Türkiye ve Amerika ilişkilerinde bir yumuşamanın oluşması için elimizde hiçbir veri bulunmamaktadır. Washington yönetimi, PYD-YPG'ye olan desteğini devam ettirmekte ve Rakka operasyonunu YPG-SDG güçleriyle gerçekleştirmenin adımlarını atmaktadır. Amerika'nın YPG politikasından çok rahatsız olan Türkiye, yeni başkan Trump'ın Ortadoğu ve Suriye politikasını anlamaya çalışmaktadır. Başkan Trump'ın belirsiz ve öngörülemez kişiliği, Türkiye'nin Amerika'nın Ortadoğu ve Suriye politikası konusunda daha fazla endişelenmesine neden olmaktadır. Amerika'nın FETÖ elebaşını teslim etmemesi ve Halk Bankası Genel Müdür Yardımcısını tutuklaması, Türkiye-Amerika ilişkilerinin krizlerle dolu olduğu yeni bir döneme girildiğinin işaretlerini vermektedir.

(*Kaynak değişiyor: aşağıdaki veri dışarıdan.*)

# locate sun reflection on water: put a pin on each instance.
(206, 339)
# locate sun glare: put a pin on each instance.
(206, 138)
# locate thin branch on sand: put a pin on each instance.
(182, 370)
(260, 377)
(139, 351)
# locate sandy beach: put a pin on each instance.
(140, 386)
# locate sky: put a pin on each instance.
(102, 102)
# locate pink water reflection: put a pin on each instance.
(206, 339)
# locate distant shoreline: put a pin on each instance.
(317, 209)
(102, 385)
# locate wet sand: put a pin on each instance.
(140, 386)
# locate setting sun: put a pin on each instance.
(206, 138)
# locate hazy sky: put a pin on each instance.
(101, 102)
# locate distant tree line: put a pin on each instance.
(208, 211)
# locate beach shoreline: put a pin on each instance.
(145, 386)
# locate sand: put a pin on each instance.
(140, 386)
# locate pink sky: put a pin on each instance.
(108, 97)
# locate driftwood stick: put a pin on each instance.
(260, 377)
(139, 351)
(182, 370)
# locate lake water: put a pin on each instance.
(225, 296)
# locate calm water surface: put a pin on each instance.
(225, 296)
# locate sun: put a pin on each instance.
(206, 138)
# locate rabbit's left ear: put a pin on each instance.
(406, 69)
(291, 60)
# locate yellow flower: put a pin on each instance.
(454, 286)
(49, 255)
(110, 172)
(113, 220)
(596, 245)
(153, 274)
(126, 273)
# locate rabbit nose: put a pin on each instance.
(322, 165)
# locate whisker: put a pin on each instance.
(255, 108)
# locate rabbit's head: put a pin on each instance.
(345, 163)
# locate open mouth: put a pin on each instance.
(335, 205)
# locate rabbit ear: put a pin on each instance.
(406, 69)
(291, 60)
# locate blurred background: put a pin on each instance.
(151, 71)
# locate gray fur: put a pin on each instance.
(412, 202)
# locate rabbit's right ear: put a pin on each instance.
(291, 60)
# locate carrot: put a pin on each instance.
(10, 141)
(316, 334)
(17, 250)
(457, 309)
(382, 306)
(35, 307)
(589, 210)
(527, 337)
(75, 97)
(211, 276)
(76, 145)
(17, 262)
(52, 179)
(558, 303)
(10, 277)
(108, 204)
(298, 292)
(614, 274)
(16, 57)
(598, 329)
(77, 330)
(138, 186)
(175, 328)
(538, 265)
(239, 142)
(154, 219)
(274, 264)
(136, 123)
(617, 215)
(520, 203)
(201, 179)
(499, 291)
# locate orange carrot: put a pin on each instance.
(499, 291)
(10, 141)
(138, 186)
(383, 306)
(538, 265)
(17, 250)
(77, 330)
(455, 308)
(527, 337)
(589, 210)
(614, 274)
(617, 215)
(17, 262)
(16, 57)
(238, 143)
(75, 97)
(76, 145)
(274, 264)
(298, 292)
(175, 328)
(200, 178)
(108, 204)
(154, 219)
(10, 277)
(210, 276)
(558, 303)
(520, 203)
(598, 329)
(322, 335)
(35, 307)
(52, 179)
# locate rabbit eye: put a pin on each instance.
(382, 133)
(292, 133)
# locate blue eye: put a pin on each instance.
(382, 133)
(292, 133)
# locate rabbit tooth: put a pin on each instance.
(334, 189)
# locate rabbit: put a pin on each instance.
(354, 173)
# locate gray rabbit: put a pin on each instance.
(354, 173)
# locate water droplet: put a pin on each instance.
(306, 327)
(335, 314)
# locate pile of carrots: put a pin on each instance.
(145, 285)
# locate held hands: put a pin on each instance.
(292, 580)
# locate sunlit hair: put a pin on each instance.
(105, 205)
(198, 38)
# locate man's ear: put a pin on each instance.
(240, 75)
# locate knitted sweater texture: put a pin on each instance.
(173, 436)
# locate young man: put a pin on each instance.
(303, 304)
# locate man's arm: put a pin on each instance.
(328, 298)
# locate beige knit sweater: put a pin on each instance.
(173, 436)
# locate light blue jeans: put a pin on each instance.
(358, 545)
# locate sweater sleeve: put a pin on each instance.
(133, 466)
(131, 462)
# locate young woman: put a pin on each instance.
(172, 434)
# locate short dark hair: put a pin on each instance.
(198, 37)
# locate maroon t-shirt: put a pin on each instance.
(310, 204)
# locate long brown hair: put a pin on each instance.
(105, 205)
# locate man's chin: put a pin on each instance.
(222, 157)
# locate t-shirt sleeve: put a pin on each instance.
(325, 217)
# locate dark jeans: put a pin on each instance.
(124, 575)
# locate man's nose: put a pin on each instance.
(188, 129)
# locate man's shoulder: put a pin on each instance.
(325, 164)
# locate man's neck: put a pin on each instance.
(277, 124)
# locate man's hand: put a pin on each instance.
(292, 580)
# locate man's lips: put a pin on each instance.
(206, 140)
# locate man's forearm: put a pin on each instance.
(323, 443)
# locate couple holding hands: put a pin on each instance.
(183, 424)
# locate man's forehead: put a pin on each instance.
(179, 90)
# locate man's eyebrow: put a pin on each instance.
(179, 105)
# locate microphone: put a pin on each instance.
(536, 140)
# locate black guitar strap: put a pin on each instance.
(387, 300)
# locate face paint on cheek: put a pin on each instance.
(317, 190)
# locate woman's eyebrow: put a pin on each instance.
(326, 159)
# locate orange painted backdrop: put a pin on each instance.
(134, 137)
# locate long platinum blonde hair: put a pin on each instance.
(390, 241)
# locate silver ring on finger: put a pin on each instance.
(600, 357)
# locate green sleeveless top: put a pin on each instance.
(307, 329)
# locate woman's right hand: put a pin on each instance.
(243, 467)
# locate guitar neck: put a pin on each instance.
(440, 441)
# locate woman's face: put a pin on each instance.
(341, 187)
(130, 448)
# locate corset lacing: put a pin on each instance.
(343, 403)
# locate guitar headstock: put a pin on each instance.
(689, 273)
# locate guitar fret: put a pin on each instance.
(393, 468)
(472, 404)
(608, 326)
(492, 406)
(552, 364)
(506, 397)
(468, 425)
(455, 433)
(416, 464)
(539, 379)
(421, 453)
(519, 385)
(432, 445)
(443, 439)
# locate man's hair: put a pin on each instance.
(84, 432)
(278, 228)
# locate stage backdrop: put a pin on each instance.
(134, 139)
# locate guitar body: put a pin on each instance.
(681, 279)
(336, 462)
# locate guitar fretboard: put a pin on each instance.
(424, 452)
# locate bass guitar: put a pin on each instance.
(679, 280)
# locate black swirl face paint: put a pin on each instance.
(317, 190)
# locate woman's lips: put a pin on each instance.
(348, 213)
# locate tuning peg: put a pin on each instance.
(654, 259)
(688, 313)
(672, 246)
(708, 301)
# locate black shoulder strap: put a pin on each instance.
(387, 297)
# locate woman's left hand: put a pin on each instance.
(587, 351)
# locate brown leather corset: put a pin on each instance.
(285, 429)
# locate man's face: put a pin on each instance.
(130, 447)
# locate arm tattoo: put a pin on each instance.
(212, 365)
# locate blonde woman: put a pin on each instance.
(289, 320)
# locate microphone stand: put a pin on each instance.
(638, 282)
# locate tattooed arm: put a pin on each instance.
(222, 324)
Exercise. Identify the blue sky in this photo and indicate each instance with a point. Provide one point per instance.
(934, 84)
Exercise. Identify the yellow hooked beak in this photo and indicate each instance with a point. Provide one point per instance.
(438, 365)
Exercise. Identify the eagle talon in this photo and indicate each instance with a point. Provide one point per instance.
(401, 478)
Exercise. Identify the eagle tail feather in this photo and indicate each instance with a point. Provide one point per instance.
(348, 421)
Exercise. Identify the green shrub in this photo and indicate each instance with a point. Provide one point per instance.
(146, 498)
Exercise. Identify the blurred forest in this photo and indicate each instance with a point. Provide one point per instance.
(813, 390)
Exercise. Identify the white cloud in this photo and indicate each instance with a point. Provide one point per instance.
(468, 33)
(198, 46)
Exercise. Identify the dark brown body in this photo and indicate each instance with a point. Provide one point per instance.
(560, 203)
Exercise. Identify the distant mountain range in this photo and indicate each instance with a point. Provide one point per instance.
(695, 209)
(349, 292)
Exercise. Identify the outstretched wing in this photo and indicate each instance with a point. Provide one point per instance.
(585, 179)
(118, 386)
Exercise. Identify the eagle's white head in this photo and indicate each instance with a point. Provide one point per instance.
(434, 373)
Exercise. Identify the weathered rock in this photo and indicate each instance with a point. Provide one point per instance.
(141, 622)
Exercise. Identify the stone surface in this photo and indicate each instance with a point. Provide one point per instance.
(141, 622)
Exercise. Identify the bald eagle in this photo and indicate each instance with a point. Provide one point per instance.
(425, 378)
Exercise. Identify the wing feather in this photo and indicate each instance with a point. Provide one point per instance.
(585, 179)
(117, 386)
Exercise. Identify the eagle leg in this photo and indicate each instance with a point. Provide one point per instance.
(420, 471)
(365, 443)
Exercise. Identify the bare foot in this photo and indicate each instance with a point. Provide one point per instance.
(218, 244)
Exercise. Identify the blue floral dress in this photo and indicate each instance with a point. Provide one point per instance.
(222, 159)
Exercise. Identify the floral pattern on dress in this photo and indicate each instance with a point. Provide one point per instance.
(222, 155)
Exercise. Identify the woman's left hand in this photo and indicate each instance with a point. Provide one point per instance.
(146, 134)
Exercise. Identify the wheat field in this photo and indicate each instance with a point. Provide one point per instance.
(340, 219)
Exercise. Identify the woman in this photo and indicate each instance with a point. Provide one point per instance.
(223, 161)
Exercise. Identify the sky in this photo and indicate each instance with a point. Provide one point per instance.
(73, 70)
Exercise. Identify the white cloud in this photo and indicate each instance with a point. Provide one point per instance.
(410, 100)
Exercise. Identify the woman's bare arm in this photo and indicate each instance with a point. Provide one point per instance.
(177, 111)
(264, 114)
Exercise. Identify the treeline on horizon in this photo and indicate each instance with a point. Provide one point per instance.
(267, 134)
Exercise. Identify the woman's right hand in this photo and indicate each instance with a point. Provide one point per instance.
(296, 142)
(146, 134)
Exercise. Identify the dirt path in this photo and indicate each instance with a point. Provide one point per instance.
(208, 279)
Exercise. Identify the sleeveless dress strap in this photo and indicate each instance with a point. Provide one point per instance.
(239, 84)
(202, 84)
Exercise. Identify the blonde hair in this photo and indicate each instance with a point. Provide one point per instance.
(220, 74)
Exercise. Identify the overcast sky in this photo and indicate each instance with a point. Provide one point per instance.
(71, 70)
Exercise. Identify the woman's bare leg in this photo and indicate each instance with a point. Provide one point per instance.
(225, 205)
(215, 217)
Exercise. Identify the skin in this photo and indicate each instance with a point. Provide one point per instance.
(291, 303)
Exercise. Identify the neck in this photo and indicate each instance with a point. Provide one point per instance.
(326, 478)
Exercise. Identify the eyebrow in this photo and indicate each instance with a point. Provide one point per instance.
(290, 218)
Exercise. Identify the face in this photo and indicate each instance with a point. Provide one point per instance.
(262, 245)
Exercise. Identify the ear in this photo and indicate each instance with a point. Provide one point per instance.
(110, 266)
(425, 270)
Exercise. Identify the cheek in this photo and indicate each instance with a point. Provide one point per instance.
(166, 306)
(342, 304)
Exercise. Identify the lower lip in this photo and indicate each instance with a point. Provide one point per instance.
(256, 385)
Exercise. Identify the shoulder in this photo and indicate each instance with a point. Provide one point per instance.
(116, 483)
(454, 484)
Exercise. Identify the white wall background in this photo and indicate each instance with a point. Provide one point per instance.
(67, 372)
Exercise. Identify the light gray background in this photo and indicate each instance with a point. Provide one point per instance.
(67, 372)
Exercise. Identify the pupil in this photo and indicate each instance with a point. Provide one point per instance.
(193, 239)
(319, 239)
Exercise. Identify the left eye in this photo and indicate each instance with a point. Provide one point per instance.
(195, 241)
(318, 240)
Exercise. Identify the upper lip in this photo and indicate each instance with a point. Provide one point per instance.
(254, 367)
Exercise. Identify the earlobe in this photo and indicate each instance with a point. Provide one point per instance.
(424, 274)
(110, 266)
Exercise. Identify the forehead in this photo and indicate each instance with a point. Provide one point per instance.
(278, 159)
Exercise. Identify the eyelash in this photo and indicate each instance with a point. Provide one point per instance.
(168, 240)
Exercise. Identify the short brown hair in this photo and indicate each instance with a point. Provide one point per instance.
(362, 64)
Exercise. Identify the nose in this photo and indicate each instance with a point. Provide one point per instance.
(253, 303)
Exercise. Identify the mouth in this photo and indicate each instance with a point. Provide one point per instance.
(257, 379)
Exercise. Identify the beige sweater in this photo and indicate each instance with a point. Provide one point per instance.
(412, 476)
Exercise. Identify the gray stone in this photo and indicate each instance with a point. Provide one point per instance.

Ülkemizde iç ve dış siyaset, birbiriyle bütünleşmiş durumdadır. Bütün toplum kesimleri, kılcal damarlarına kadar politize olmuş durumdadır. Yoğun bir politizasyonun yaşandığı toplumumuzda, siyasal aktörler, içte ve dışta büyük sorunlarla ve meydan okumalarla yüz yüzedirler. İç ve dış sorunları aşmanın kolay bir yolunun olmaması, toplumumuzda umutsuzluk, yılgınlık ve çaresizlik gibi durumların oluşmasına neden olmaktadır. Ülke olarak karşılaştığımız büyük sorunların ağırlığından dolayı korku ve kaos senaryolarıyla, toplumu sosyal, psikolojik ve siyasal açılardan teslim almak isteyen karanlık güç odakları bulunmaktadır. Ülkemiz, içte ve dışta büyük sorunlarla yüz yüzedir. Ancak bu durum, toplumun korku ve kaos oyunlarına teslim olması anlamına gelmemektedir. Toplumumuz kaos ve korku senaryolarına yüz vermeden toplumsal yapısını güçlendirmeye, kendisinin öz güvenini, öz düzenini ve öz değerini güçlendirmeye odaklanmalıdır.
Referandum tecrübesinden çok önemli dersler çıkarmaya ihtiyacımız vardır. Birinci önemli husus, siyasete dair anlayışımızın değişmesi gerekmektedir. Siyaseti savaş ve çatışma gibi algılayan kronik yıkıcı anlayışın aşılması gerekmektedir. Siyasetin barışçıl ve demokratik bir şekilde insani farklılıklarımızı ortaya koyma faaliyeti olduğunu idrak etmeye ihtiyaç vardır. Siyasi farklılıklarımız ne olursa olsun, hepimizin onurlu insanlar olduğu gerçeğini unutmamalı, siyasi rekabet uğruna insan onurunu tahkir edici söylem ve davranışlardan kaçınmalıyız. İkinci önemli olan husus, hepimizin birlikte Türkiye olduğu gerçeğini sahici anlamda içselleştirmemiz gerekmektedir. Çatışma dili, hep birlikte toplum ve Türkiye olmanın önünde engel oluşturmaktadır. Zor zamanlardan geçtiğimiz ve çetin sorunlarla karşılaştığımız bugünlerde hep birlikte toplum ve Türkiye olmak için demokrasi, barış, çoğulculuk, maneviyat, güven ve ahlak değerlerini sosyal ve siyasal hayatımıza hakim kılmalıyız.